Come hai spiegato la malattia a tuo figlio?
Era molto piccolo quando mi chiese se anche lui da grande avrebbe avuto le stesse difficoltà. Lo rassicurai. Credo non ci sia stato bisogno di spiegarglielo. Lorenzo è nato che già avevo problemi deambulatori e di linguaggio, ma lui l’ha sempre vissuta come una situazione quasi normale.

Come hai vissuto la separazione da Marco?
Quando realizzai che Marco aveva un’amica e voleva andare via di casa, mi è mancata la terra sotto i piedi e mi sono sentita totalmente disorientata. La mia famiglia era la cosa a cui tenevo di più, quello per cui restare aggrappati alla vita e vederla sgretolarsi è stato il peggiore fallimento, quello che non avrei mai voluto far vivere a mio figlio né a me stessa. Il senso di tradimento e la delusione mi avrebbero fatto sprofondare nella depressione se non avessi vissuto, tre mesi prima, un’esperienza ancora più forte, il ricovero in rianimazione che aveva cambiato le mie priorità. Se non avessi sfiorato la morte, non sarei sopravvissuta alla separazione, ma la vita è più preziosa di ogni cosa e va vissuta fino in fondo. Sono stati anni durissimi, ma Lorenzo e l’amore della mia famiglia mi hanno aiutato ad uscirne fuori.

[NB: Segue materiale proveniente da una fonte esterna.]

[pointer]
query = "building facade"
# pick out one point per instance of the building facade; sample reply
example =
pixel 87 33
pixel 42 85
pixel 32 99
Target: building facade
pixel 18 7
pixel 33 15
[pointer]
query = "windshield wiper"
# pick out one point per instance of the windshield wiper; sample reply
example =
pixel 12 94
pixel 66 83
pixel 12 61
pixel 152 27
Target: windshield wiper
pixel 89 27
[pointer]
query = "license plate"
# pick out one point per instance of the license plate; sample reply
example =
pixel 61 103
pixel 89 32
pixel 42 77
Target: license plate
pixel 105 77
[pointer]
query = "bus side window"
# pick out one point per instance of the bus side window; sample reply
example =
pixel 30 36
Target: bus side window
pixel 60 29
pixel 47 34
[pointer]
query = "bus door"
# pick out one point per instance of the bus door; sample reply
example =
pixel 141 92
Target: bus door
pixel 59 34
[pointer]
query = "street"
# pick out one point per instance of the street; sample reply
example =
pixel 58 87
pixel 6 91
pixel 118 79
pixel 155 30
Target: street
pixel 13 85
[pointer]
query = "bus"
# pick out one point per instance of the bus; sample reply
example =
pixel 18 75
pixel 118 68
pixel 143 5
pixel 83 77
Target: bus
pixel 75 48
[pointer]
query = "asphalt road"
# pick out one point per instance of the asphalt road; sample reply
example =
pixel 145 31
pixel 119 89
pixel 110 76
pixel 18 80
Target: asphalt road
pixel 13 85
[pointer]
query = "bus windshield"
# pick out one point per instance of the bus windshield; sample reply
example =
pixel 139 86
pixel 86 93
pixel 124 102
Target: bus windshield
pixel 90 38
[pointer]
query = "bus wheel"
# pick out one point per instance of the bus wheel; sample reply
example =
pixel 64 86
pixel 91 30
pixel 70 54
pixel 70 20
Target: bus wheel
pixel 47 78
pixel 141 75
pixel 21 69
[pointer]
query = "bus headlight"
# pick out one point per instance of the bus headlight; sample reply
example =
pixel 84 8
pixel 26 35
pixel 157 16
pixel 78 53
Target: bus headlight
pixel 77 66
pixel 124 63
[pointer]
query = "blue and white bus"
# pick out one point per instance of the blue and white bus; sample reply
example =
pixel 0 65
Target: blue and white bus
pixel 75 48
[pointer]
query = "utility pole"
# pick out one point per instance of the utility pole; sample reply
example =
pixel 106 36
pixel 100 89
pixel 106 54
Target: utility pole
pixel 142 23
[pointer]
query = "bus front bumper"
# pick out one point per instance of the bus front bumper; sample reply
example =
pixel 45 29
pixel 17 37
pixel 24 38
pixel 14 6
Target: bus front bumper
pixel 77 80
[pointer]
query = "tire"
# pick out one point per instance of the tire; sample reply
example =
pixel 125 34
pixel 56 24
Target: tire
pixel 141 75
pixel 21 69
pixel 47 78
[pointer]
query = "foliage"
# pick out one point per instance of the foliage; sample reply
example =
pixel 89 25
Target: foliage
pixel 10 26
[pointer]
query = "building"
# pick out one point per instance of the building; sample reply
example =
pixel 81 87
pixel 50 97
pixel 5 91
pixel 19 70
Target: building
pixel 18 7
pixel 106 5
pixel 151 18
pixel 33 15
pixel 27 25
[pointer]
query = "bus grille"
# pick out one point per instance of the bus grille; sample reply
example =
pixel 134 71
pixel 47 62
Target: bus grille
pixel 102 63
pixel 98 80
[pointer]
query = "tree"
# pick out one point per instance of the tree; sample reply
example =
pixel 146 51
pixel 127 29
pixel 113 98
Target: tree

Come vivi, oggi, il rapporto con Marco?
Con Marco, dopo i primi mesi, ci siamo riavvicinati anche per la serenità di Lorenzo e ora riusciamo a relazionarci in modo pacifico e questo rende i nostri incontri piacevoli. Credevo che l’amore sarebbe bastato per superare tutte le tempeste, ma non ho considerato il punto di vista di Marco, l’ho dato per scontato. Un grande errore! Aveva bisogno di essere incoraggiato e sostenuto, tanto quanto me. Nonostante la sua scelta, Marco non ha mai smesso di assistermi e volermi bene ed è stato un buon padre di nostro figlio. Anche se il senso di colpa che si trascina per essere andato via di casa, non lo abbandonerà mai, sono convinta che i suoi sentimenti nei miei confronti siano sinceri. Ora è diventato il mio migliore amico, quello su cui puoi sempre contare, l’unico che mi può portare al cinema, ad uno spettacolo o al ristorante autonomamente, perché sa tutto di me, comprese le mie difficoltà. È anche il mio confidente e con lui, condivido le gioie e le preoccupazioni del nostro splendido ragazzo.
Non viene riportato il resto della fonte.